Александр ОГНЁВКрупной красной клюквы было столь много, что я стал собирать ее пригоршнями и ссыпать в большую продолговатую корзину. Неожиданно меня окликнул отец:
– Алеша! – Невысокий, коренастый, в военной форме, он подошел ко мне, положил тяжеловатую руку на мое плечо, слегка прижал меня к себе и чуть слышно прошептал: – Мне опять на войну. Ты один мужик будешь дома. Помогай маме и сестрам. Зажмет жизнь клещами – не скули. Пробивай се6е дорогу в жизни.
И сразу, осторожно ступая солдатскими ботинками по мягкому мху, выбрался на торную дорогу, ведущую на станцию, и моментально исчез, растворившись в воздухе. Он же ничего не сказал, как мне быть: учиться в педучилище или работать в колхозе. Нагоню его, спрошу. Я побежал, но мох внезапно расступился, мои ноги стали погружаться в холодную трясину. Я схватился рукой за хилую березку, хотел закричать: «Тятя, тону!» Но ни одного слова не мог выдавить из своего пересохшего горла. Вдруг сильно завыл ветер, превратившийся в страшный смерч. Он начал вырывать с корнями березки, вытащил меня из черной жижи, поднял в воздух над болотом и понес неизвестно куда.

 

Глава 9. В КАНИКУЛЫ

...Тут я проснулся. Часы на стене показывали семь утра. Я протер сонные глаза и, лежа на боку, осмотрел пустынную комнату. Осиротели двенадцать кроватей, накрытых серыми байковыми одеялами. Около высокой белой печи, плотно прижавшейся к стене, опустела вешалка. На тумбочках ни ученических портфелей, ни книг, ни тетрадей и чернильниц, ни завернутых в газетную бумагу кусков хлеба. Постой! Что за чушь? Этого еще не бывало! На длинном черном столе, на котором мы делаем письменные задания, нахально разгуливала маленькая мышка. Чем бы запустить в нее? Но юркая мышь, словно почуяв мои недобрые намерения, осторожно спустилась по ножке стола на пол, торопливо посеменила в дальний угол, и вскоре ее тоненький серый хвостик скрылся под тумбочкой Виктора.
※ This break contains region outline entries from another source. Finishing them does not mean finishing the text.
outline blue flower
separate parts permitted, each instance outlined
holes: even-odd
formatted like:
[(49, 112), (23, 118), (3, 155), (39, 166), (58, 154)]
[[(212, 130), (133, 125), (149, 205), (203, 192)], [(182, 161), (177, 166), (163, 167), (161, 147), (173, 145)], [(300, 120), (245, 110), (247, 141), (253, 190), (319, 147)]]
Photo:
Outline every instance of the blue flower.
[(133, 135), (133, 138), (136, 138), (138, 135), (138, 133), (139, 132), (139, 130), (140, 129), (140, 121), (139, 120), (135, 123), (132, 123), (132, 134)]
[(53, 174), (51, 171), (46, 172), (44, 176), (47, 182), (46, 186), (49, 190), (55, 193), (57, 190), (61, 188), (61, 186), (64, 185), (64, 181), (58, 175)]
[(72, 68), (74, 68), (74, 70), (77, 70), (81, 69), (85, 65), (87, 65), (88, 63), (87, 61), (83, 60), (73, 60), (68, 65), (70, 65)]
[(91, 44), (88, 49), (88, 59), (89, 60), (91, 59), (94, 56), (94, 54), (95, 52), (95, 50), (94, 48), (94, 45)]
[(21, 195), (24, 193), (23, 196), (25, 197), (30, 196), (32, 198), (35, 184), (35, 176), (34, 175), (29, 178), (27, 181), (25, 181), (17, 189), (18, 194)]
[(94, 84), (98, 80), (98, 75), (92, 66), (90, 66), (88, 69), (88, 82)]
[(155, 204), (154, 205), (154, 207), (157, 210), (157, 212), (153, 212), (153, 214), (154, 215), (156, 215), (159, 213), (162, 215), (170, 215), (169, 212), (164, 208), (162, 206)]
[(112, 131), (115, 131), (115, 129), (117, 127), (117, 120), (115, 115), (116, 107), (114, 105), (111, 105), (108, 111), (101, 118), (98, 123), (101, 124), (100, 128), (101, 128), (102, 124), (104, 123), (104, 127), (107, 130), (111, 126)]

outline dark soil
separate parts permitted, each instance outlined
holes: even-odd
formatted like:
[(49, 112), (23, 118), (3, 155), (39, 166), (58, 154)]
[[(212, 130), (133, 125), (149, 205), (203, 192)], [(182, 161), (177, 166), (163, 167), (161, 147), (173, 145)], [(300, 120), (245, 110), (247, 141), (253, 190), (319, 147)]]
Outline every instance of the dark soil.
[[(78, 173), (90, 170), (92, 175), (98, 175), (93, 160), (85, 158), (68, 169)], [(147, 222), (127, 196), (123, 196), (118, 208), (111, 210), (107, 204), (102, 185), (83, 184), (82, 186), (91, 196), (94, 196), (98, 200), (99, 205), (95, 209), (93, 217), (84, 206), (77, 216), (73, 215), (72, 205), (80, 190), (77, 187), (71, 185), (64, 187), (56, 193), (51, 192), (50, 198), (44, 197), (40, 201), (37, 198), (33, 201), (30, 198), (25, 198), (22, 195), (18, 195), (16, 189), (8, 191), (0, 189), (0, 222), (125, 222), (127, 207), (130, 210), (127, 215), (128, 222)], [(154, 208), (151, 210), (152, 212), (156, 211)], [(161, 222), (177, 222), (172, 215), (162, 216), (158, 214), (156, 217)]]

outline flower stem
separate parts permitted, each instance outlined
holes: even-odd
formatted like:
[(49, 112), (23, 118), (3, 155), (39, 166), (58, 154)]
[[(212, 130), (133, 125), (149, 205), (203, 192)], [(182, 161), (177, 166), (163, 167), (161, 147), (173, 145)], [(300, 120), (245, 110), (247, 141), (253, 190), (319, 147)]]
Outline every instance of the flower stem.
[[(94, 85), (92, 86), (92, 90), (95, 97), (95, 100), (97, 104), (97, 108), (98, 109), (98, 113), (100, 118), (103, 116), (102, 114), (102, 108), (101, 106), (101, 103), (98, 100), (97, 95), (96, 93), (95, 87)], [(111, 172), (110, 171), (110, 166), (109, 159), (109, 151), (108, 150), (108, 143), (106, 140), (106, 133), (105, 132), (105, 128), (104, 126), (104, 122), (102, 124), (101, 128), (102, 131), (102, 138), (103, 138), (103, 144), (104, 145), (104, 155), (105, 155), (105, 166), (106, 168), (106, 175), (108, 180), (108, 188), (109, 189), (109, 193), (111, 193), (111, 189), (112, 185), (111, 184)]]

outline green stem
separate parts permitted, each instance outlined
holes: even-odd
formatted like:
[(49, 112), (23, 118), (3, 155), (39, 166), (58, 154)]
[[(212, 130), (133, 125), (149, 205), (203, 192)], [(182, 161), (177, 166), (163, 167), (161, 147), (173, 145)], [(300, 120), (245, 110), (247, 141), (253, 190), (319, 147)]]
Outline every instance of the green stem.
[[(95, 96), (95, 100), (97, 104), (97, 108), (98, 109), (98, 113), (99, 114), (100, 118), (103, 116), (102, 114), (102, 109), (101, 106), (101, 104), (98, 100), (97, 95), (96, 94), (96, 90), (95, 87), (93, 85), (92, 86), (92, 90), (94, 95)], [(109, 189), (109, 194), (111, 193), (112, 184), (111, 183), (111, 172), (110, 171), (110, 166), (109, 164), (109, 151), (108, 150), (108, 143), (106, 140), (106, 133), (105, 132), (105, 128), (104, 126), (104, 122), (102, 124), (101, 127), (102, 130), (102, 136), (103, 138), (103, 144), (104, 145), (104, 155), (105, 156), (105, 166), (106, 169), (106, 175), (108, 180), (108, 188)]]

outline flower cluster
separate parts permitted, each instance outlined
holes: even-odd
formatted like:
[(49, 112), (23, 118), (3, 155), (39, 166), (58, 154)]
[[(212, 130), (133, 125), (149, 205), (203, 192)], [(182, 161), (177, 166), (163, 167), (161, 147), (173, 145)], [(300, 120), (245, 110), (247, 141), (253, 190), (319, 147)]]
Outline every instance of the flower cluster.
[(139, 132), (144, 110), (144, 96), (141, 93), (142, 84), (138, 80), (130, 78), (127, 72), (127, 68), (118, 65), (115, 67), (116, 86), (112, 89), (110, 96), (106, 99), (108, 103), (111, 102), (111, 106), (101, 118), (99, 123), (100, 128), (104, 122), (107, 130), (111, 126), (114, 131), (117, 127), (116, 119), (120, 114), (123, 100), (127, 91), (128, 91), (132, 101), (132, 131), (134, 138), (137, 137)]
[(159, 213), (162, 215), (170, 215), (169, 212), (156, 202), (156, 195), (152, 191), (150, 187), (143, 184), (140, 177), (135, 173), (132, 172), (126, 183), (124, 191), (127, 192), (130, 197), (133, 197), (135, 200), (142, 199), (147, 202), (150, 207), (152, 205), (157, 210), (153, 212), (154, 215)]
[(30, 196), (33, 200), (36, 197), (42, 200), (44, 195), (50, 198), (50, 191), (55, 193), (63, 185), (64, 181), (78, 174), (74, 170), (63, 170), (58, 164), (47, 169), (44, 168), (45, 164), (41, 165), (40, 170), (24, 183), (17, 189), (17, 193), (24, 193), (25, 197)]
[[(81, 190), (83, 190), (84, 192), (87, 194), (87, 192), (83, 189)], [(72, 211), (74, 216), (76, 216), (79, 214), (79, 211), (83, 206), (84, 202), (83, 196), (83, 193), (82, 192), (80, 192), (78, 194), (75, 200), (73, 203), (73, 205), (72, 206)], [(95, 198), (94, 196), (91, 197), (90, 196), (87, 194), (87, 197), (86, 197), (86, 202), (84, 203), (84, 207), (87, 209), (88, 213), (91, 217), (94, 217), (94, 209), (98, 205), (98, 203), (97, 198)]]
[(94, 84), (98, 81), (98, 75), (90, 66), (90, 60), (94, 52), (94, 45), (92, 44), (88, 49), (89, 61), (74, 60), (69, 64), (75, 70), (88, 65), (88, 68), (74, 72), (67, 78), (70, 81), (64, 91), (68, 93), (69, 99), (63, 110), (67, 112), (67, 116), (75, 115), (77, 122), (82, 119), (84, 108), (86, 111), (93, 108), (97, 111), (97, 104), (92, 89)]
Какая необычная тишина: такая бывает только глухой ночью, когда мы спим, и с девяти до двух, когда учимся в педучилище. Наступил первый день весенних каникул. Все ребята разъехались по домам. Мне нельзя ехать: нет денег на дорогу. Целых восемь дней придется сидеть одному, как проклятому.

Нескладно все получается. Диковинный сон. И тут еще нелепое, как у молодых петушков, столкновение с Гусаковым. И что нам делить? Скверно одному, без ребят. И вставать не хочется. Но не будешь же целый день валяться в постели. Встал, включил репродуктор, оттуда полилось: «Соловей мой, соловей...» Голос у певички мягкий, заливистый, точно у жаворонка в раннюю весну. Не люблю я такие воркующие песни. То ли дело «Орленок»: Слушаешь – и как будто силы и храбрости прибавляется, так и хочется совершить что-то отважное.

Принес с кухни полную кружку кипятка, достал из тумбочки остатки сахара, кусок черного хлеба. Позавтракал. Надо сходить в педучилище. Почта, наверное, пришла. И стипендию, может быть, дадут.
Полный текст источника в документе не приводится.